Plasma paraoxonase1 activity in rats treated with monocrotophos: a study of the effect of duration of exposure.

We have earlier demonstrated the potential of monocrotophos (MCP), a highly toxic organophosphorus insecticide (OPI), to elicit insulin resistance in rats after chronic exposure. Given the understanding of role of paraoxonase1 (PON1) in OPI toxicity and diabetes pathology, this study was envisaged to understand the effect of duration of exposure to MCP on plasma PON1 activity in rats. Rats were administered MCP per os at 1/20 and 1/10th LD50 as daily doses for 180 days. Interim blood samples were collected at 15, 30, 45, 90 and 180 d for analysis of plasma parameters. Exposure to MCP for 45 resulted in persistent trend of hyperinsulinemia, while significant increase in fasting glucose levels was observed after 180 days. MCP caused suppression of plasma cholinesterase activity though the study period, albeit extent of inhibition was more severe during the early phase of the study.

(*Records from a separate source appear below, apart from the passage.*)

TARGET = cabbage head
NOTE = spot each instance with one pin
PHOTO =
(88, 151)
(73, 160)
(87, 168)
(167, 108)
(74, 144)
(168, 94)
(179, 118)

Exposure to MCP for 180 d resulted in hypertriglyceridemia and marginal decrease in HDL-C levels. MCP failed to modulate PON1 activity in plasma during the early phase of the study (up to 45 d). However, prolonged exposure resulted in significant increase in the plasma PON1 activity. This suggests that manifestation of insulin resistance in rats subjected to chronic exposure to MCP is associated with increase in PON1 activity. Our work provides rationale for studying whether the increase in PON1 activity observed in the present study serves to counter the deleterious effect of long term exposure to organophosphorus insecticides on metabolic homeostasis.

Introduction

Organophosphorus insecticides (OPI) represent a major class of pesticide employed worldwide either for mitigating pests or preventing vector born disorders in agriculture and public health respectively. Although OPIs are less persistant than organochlorine insecticides, presence of OPI residues in various components of biosphere (Varo et al., 2002; Sanghi et al., 2003; Battu et al., 2004; Kumari et al., 2008; Joko et al., 2018) clearly suggest that OPI are realistic toxicological threat. OPI act by inhibiting the enzyme acetylcholinesterase (AChE) and thereby causing cholinergic stress-mediated neurotoxicity (Fukuto, 1990; Sultatos, 1994; Sogorb & Vilanova, 2002). It is now well recognized that OPI exhibit potential to cause endocrine disruption (McKinlay et al., 2008; Mnif et al., 2011; Cecchi et al., 2012). Activation of hypothalamus-pituitary-adrenal axis as evidenced by increase in circulating glucocorticoid hormones appears to be one of the most widely observed effects of OPI and other AChE inhibiting chemicals (Spassova et al., 2000; Joshi & Rajini, 2009; Joshi & Rajini, 2012). In addition both clinical (revived by Joshi & Sukumaran, 2019) and experimental studies (Rahimi et al., 2007; Joshi et al., 2009) establish that OPI possess hyperglycemic potential. Cholinergic stress is one of the major factors responsible for hyperglycemic nature of OPI (MCP) (Joshi & Rajini, 2012) and can be completely attenuated by antagonists of cholinergic and adrenergic receptors (Joshi & Rajini, 2012; Joshi et al., 2012). Epidemiological studies on cohorts of farmers and pesticide formulators reveal that chronic exposure to pesticides including OPI is associated with the development of symptoms of diabetes in exposed individuals and the duration of exposure determine the degree of symptoms in exposed individuals (Montgomery et al., 2008; Raafat et al., 2012). Further, it is now established that OPIs elicit insulin resistance in experimental animals (Mostafalou et al., 2012, Nagaraju et al., 2015).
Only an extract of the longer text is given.